Watching this strike is like seeing a car crash in slow motion. It is painful, it will end badly for most of the citizens, and it is an accident that is not inevitable but due to bad driving. The economic road conditions are excellent, as Denmark has a budget surplus, low unemployment, and a strongly positive balance of payments. There is an acute shortage of nurses in Denmark, however, because the largely female nursing staff leave for other jobs, notably in private hospitals, but also in completely different sectors of employment. They leave because the level of stress is high and the wages are not competitive. They leave because of the pressure to do extra work, to cover for the unfilled positions. And at least some leave because they do not like the way hospitals are run.

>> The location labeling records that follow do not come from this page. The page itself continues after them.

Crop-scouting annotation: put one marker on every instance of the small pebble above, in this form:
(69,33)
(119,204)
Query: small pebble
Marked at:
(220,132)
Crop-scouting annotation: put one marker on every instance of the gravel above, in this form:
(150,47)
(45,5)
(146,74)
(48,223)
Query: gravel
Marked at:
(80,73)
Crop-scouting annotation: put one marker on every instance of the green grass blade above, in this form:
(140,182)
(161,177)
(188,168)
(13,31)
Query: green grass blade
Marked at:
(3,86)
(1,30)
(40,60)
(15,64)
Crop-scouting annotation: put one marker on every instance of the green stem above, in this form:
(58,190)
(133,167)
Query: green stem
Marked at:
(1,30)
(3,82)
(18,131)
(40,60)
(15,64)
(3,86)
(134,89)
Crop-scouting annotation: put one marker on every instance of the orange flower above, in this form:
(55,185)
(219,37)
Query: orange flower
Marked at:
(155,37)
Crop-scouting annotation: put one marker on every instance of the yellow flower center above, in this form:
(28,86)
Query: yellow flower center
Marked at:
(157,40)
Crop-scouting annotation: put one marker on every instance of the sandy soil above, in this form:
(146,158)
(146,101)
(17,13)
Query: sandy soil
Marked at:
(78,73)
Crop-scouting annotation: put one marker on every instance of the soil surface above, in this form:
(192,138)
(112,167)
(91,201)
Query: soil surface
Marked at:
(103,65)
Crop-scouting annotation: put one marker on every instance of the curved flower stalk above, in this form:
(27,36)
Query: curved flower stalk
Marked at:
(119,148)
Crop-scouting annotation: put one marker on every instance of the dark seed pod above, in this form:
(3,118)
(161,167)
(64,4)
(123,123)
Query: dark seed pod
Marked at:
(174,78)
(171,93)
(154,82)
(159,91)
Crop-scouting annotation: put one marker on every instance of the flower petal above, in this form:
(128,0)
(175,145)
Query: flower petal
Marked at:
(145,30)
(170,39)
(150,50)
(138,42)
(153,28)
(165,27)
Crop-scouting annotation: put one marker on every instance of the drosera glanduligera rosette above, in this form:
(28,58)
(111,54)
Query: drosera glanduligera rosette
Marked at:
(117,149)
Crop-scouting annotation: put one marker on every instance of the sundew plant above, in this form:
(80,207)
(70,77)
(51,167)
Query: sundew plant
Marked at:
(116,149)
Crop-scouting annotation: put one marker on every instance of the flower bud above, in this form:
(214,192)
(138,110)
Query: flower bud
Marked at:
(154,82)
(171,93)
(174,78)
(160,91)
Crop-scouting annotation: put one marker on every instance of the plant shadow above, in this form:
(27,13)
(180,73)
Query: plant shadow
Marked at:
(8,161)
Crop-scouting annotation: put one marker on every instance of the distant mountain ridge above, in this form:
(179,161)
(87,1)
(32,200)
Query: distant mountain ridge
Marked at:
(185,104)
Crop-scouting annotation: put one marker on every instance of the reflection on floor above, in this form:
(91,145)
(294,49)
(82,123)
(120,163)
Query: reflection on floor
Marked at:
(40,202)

In short, the current Danish government, both at the regional and the national level, has shown itself to be discriminatory against women, unwilling to create a commission to deal with that problem, hypocritical about immigration, dishonest about its intentions to reduce waiting lists, and disloyal to its own liberal principles. Until they recognize that health care is not a budget line they can play with but rather a service that must be paid for in the marketplace, just so long will the Danish people suffer.
The only thing more painful than the government's behavior is the spineless inactivity of the opposition. The Danish parliament is about to go on vacation, without solving this problem. effectively leaving the population unprotected. The vaunted safety net is all but gone, and they waste time and try the nation's patience with idiotic discussions of whether Muslim women can wear head scarves. Some of these women wearing scarves are nurses, but apparently they should be fired to make the hypocritical pseudo-liberal government happy.
The nurses will also soon go on vacation. But patients cannot send their endangered hearts, weak lungs, and weakened bones on vacation. They will continue to suffer and increasingly die because the Danish state is deeply sexist and without moral principles.